The facts of the case are quite straightforward. If the Palestinians really wanted the state that President Obama and so many others presume to be their most cherished aspiration—despite having rejected every offer of a state since 1937—they could have joined talks with Israel at least since its settlement freeze began in November last year. Even if the PA leadership had done so, there would still be the facts that: Gaza is controlled by Hamas, which is dead-set against the talks; and PA leaders Abbas and Salam Fayyad, even if they genuinely wanted a deal, have little power and face staunch opposition to even talking with Israel in PA circles as well.

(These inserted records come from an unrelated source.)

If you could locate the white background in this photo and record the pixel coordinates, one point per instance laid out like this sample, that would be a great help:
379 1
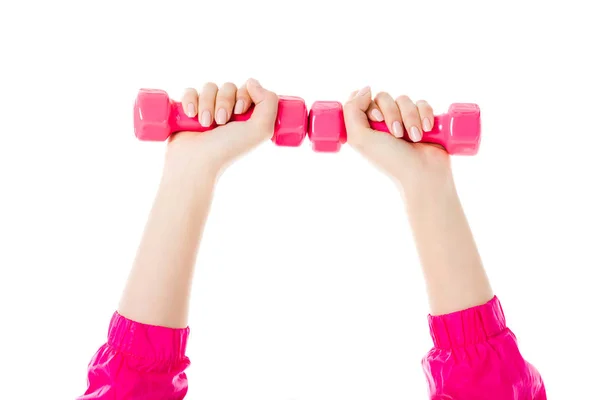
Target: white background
308 286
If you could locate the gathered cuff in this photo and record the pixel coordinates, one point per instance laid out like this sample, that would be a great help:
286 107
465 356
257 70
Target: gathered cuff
473 325
157 343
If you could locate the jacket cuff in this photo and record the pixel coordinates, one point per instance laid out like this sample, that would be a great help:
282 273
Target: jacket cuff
149 342
470 326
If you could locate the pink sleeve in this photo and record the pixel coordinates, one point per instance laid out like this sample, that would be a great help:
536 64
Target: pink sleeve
475 356
139 362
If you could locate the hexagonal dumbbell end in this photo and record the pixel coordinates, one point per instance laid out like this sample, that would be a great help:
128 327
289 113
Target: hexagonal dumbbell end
151 113
290 125
463 133
156 117
326 129
458 131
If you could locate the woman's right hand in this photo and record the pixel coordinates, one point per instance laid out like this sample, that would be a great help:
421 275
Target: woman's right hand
214 150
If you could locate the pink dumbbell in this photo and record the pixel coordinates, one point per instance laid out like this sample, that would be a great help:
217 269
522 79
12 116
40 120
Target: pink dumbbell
458 131
156 117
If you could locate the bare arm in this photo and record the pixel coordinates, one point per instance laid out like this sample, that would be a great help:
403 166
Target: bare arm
158 288
159 284
454 274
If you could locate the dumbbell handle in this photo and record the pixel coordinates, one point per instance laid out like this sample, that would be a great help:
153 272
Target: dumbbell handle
179 120
458 130
435 135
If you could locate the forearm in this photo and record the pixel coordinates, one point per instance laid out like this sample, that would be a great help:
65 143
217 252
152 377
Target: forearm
157 291
454 274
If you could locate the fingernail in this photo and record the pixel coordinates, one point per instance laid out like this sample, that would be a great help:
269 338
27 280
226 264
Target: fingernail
377 115
191 110
415 134
205 120
221 116
254 82
239 107
397 129
426 124
363 91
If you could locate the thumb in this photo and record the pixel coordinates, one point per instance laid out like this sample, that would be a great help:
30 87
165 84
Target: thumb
266 103
355 115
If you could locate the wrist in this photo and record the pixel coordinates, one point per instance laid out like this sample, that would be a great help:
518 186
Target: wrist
188 180
428 192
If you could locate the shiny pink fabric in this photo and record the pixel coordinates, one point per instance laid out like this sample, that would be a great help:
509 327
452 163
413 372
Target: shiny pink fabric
139 362
475 357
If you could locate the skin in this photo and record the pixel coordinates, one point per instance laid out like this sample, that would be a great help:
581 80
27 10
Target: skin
158 289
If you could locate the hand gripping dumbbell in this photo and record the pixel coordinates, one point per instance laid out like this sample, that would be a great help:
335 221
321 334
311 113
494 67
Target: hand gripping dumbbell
458 131
156 117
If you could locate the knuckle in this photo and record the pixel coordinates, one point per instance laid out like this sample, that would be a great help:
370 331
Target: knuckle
210 87
424 105
411 115
382 96
229 86
403 99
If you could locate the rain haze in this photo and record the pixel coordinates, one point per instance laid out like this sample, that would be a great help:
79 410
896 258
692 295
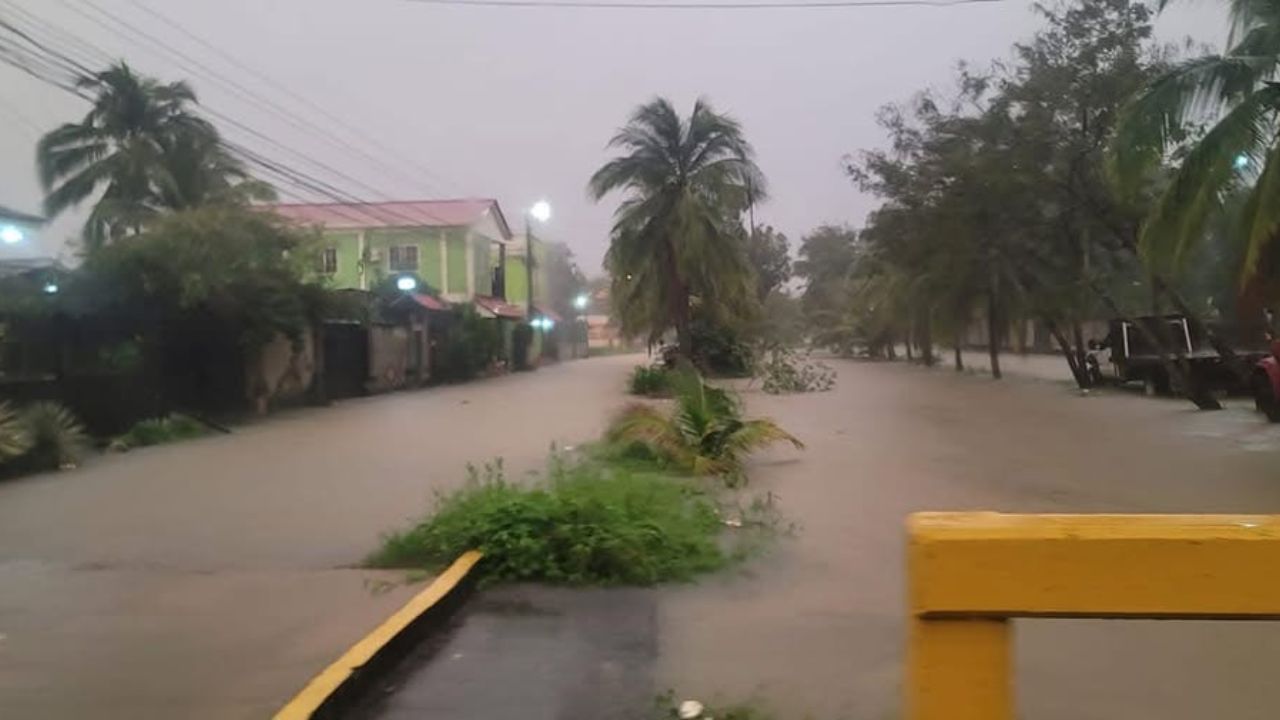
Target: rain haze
517 103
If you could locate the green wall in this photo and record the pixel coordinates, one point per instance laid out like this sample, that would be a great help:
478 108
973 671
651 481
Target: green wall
348 258
517 283
457 259
428 242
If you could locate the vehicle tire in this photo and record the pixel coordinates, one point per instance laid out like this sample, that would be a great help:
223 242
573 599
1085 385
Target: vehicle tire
1156 383
1265 397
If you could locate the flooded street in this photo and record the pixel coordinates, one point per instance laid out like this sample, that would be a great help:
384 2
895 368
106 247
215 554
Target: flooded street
818 625
210 579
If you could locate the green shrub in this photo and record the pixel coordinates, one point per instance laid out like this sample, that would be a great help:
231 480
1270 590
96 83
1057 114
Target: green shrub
785 372
159 431
650 381
704 433
14 440
586 523
58 441
720 350
470 346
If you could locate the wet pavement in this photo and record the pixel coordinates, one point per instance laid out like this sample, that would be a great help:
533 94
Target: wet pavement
530 652
817 628
211 579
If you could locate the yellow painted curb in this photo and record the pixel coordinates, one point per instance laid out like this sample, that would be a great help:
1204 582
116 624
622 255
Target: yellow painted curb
327 683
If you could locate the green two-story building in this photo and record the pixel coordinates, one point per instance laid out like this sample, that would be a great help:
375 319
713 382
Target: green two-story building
451 245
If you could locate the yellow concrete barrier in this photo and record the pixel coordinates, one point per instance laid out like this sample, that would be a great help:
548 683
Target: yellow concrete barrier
972 573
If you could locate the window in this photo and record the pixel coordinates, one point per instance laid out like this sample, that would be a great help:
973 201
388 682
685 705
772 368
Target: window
403 258
329 260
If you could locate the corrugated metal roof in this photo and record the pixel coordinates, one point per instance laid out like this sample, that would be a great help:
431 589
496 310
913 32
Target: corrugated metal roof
400 214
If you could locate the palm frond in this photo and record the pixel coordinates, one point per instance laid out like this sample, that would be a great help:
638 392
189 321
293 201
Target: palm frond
14 438
1157 117
1210 172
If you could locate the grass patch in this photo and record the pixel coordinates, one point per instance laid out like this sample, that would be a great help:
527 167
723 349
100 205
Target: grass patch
650 381
586 522
159 431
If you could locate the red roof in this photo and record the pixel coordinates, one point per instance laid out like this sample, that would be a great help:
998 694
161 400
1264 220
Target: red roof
499 306
428 301
401 214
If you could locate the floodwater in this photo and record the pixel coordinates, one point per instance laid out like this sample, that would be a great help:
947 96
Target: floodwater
210 579
818 625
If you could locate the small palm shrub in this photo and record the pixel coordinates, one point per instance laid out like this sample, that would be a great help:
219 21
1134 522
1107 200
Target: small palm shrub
159 431
14 440
650 381
585 524
704 433
58 440
786 372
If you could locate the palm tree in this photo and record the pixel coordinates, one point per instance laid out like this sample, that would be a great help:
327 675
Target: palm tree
704 433
1235 100
141 147
677 233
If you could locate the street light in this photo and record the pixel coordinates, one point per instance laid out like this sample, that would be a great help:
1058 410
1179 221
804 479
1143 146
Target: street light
540 212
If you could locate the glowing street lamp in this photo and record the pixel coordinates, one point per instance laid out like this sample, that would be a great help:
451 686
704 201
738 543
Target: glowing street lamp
540 212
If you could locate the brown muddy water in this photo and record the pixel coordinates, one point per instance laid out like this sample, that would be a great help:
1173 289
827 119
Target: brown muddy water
817 628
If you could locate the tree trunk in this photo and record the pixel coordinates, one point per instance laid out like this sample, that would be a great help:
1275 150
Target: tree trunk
993 333
1078 336
319 376
927 338
1079 370
680 318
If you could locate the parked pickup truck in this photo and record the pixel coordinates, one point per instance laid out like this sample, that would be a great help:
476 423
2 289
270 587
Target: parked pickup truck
1127 355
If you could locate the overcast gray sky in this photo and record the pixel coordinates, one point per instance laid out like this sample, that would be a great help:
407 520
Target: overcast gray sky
517 103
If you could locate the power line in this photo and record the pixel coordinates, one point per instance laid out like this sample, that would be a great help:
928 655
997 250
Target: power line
190 65
679 5
287 91
46 71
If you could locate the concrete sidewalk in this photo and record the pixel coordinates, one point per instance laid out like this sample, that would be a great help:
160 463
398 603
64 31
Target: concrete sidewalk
211 578
531 652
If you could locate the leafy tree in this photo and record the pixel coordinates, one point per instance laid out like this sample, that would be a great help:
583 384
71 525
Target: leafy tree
677 233
144 150
826 258
240 265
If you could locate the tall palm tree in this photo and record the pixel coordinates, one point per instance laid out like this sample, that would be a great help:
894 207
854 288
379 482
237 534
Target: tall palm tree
1220 115
141 147
677 233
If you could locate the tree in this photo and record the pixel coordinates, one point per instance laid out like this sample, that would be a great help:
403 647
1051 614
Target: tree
243 267
144 150
771 258
677 232
826 256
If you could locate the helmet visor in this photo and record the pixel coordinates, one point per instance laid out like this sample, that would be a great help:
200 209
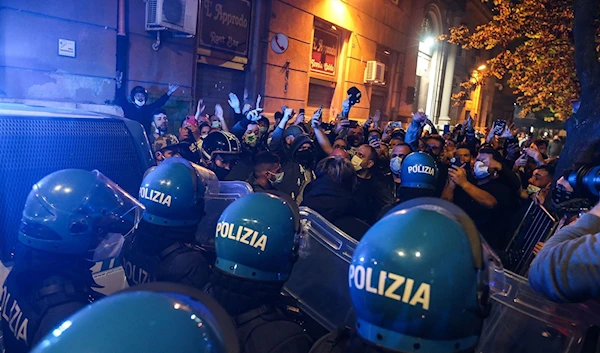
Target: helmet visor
210 180
119 214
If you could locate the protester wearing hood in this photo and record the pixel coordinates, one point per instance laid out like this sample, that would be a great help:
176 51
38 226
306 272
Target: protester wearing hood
160 124
331 195
418 175
283 137
165 147
267 174
434 145
138 109
251 145
373 189
415 129
487 199
399 152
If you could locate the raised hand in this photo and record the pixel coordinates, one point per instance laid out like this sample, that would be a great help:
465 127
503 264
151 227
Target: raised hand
219 111
200 108
172 88
234 102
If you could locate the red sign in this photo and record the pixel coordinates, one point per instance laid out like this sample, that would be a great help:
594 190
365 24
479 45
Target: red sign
325 49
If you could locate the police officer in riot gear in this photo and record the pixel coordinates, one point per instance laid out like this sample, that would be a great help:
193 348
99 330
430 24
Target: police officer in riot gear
420 291
153 318
220 152
72 219
162 246
418 178
139 109
257 241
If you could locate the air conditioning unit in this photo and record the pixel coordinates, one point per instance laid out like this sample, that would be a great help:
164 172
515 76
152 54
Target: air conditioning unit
375 72
176 15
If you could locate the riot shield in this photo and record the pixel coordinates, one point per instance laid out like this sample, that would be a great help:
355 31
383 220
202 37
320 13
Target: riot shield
319 281
214 205
522 321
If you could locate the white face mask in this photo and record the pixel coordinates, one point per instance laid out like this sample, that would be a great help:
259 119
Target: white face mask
395 164
278 178
532 189
356 163
480 170
110 247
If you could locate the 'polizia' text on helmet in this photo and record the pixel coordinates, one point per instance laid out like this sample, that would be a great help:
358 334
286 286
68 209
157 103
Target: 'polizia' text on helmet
173 192
419 279
256 237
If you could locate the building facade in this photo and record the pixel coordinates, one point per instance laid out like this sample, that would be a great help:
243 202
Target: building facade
300 53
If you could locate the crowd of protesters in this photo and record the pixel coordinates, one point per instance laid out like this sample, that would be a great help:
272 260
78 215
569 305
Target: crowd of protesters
350 172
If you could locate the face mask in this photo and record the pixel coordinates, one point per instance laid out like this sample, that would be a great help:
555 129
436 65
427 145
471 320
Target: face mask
356 163
532 189
306 157
480 170
395 164
354 140
221 172
250 140
110 247
278 178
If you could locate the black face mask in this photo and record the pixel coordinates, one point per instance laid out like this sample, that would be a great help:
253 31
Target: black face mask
354 140
221 172
306 157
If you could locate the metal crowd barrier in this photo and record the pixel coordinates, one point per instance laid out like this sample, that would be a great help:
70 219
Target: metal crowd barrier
536 226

And yet, also on Sunday, another voice was added—from within Israel—to the Arab, Palestinian, American, and European pressure on Israel to make concession upon concession as a condition for engaging in talks at all. It was the voice of Israel’s opposition leader and former foreign minister, Tzipi Livni.
Asserting that Israeli prime minister Benjamin Netanyahu should give in to the pressure and extend the freeze, and accusing him of causing a fight with the Obama administration out of fear of fighting with his own right-wing cabinet ministers, Livni said in a TV interview: “For me, a moratorium has nothing to do with ideology. What are a few buildings compared with the people’s desire for peace?”
It so happens that the “people’s desire” has been gauged by polls. One at the end of last month found 54% of Israelis rejecting an extension of the settlement freeze and only 39% favoring it. Another one this month found 68% of Israelis saying Netanyahu was better suited to be prime minister than Livni.
This did not come, of course, from a lack of desire for peace, but from an understanding that acting without a backbone, constantly projecting a willingness to concede, and a lack of principles and red lines, is not a path to peace but to perceived weakness and war—as bitterly demonstrated to Israelis over the past two decades by their Oslo, Lebanon, and Gaza concessions.
With Livni as unpopular as she is, one might ask if her words matter at this stage. The answer is that they fit a pattern that has prevailed since a Likud-led government first took office in Israel in 1977—whereby the left-of-center opposition, formerly led by the Labor Party and now by Livni’s Kadima Party, adopts the stance that peace with the Palestinian or Arab side is there for the taking and it’s the elected Israeli government that prevents it.
Indeed, by the time Labor returned to power in 1992, it seemed to have convinced itself of that idea to the point that it launched the disastrous, bloody Oslo “process” with Yasser Arafat. And beyond the grievous harm that the “peace equals concessions” mentality causes within Israel, it reinforces all those abroad who blame the conflict on Israel and ignore the facts about Palestinian and Arab rejection of a Jewish state.
There is no record, for instance, of the TV interviewer asking Livni if she herself believes Israel can make peace with the rulers of Gaza—Hamas. Nor does she seem to have been reminded that the prime minister she served under, Ehud Olmert, admitted that Abbas, for his part, had turned down flat Olmert’s own ultra-dovish peace offer—or been asked why she posits that a further offer to Abbas would meet a different fate.
The second above-cited poll also found that, if elections were held in Israel today, the Likud-led right-wing bloc would grow from 65 to 73 Knesset seats (out of 120) while the left-wing and Arab bloc now led by Livni’s Kadima would shrink from 55 seats to 47. In brief, the Israeli public is no longer buying the “peace is there for the taking if we make all the concessions” line.
Livni, in continuing to push that line, keeps harming Israel, but also seems intent on making herself a political nonplayer.